If you’re wondering “what is TUPE?”, TUPE is an acronym that stands for Transfer of Undertakings (Protection of Employment) Regulations 2006, and is essentially a way for employees to be protected should their employment be transferred to another employer. TUPE law also enables any liabilities associated with employees to be moved over to their new employer when the business changes hands (or undergoes a TUPE transfer).
TUPE is relevant to many different businesses, and many different transactions they may be making, no matter their size. There are two types of transfer protected under TUPE regulations:
- Business transfer – where a business moves over to another owner, or merges with another business to create a new, single entity. This also relates to parts of businesses coming under new ownership.
- Service provision change – This is when a service provided in house is awarded to a contractor; a contract ends and is given to a new contractor; or a contract ends and the work is transferred in-house by the former customer.

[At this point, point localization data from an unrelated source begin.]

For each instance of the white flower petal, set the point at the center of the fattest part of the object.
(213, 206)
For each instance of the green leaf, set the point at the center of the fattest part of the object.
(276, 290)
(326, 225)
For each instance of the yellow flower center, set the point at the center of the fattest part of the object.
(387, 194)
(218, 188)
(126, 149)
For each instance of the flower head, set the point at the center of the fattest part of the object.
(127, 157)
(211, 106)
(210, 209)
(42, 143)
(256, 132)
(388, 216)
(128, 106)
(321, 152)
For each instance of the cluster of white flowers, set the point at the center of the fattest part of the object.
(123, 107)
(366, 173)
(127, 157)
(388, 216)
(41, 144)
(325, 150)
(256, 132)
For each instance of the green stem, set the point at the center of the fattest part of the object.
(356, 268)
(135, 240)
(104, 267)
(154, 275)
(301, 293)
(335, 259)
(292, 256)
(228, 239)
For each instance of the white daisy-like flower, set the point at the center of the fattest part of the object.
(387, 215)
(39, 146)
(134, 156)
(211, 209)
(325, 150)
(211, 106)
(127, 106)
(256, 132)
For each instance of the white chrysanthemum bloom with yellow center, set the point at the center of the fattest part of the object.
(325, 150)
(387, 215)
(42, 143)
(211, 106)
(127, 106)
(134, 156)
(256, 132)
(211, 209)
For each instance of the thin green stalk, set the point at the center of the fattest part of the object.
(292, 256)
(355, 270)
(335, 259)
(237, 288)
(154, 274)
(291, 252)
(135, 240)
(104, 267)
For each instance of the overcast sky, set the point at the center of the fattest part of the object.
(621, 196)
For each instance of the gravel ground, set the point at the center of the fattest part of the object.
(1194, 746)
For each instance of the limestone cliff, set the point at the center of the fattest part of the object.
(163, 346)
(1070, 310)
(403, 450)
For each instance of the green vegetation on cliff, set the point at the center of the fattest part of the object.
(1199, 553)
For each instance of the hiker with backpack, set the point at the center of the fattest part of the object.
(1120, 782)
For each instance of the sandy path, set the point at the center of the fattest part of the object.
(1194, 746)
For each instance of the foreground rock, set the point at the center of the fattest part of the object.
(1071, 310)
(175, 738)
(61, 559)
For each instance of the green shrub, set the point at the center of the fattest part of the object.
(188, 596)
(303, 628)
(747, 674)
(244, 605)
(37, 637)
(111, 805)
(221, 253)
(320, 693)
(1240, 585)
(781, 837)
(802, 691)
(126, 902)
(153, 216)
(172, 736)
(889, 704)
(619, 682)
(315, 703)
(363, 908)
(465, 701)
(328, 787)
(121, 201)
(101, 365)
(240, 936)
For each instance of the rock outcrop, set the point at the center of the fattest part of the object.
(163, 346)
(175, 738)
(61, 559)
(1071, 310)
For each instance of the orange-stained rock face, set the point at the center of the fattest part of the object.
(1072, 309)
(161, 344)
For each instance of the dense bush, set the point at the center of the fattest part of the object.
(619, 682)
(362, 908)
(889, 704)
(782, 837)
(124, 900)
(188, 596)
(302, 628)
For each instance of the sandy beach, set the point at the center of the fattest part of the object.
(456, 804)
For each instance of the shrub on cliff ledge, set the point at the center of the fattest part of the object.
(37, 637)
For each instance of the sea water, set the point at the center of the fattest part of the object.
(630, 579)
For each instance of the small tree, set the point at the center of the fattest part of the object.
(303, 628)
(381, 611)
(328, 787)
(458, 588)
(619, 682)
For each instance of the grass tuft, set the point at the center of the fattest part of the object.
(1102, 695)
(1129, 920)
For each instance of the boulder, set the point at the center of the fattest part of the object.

Some new business owners may decide to cut their workforce in half to save on costs, or even before a transfer happens there may be redundancies that appear seemingly out of nowhere. This can be a frustrating and stressful time for employees.
Regulation 3(1)(a) explains this as: “a transfer of an undertaking, business or part of an undertaking or business situated immediately before the transfer in the UK to another person where there is a transfer of an economic entity which retains its identity.”
But what does this mean for employees? When the TUPE transfer happens, all employees of the business being transferred are automatically moved over, including the terms and conditions of their employment contracts. Although it is the legal right of employees to transfer with their previous contractual terms, there may be special circumstances that don’t apply with regard to pensions.
If an employee takes their employer to an employment tribunal for a breach of TUPE regulations claim, the following factors will be considered when determining if the transfer is one to which the TUPE regulations apply:
- The type of undertakings that are being transferred and whether these include assets such as buildings or mobile property
- Whether any clients/customers of the business have been transferred
- Whether the employees of the business have been transferred
- Any intangible assets that are being transferred, such as patents and trademarks
- The correlation between the activities carried out prior to and after the transfer
Service provision changes
SPCs, or service provision changes, relate to the following three elements:
- Second generation outsourcing/re-tendering
This is where a role that is usually carried out internally to the business (for example, financial adviser) is “outsourced” to an external contractor.
2. Second generation outsourcing/re-tendering
Where a role carried out by an external contractor is given to a different contractor instead, through second generation outsourcing and/or a re-tendering process. There may be a few reasons for a business to go through this process. For example, the contract is ending and they wish to explore more cost-effective options; they have had a negative experience with the current contractor; or the current contractor is ceasing trade.
Where a role carried out by an external contractor is brought in-house to be carried out by the client instead. Whether or not this role was previously in-house prior to being completed externally does not matter in this scenario.
SPCs can be complex, so it’s important to seek legal advice if you feel your employer has breached TUPE regulations in this regard. When determining if an SPC has happened, your solicitor will need to check certain requirements were met, such as the identification of activities that describe the role/service and the identification of employees involved.
What is protected under TUPE regulations?
Below is a list of the common protections outlined for employees under TUPE regulations:
- Retention of current contractual terms and conditions
- Continuation of existing holiday entitlements
- The right not to suffer a substantial detrimental change in working conditions after the transfer
- The transfer of any open cases/claims against the company
- The right to a continuation of non-“occupational” pensions, although the new owner would be under no obligation to continue using the same company
- Retention of current length of service
- If a redundancy occurs due to the transfer, employees’ have the right to claim unfair dismissal
- The right to be consulted by the employer on the ramifications of the transfer, before it takes place.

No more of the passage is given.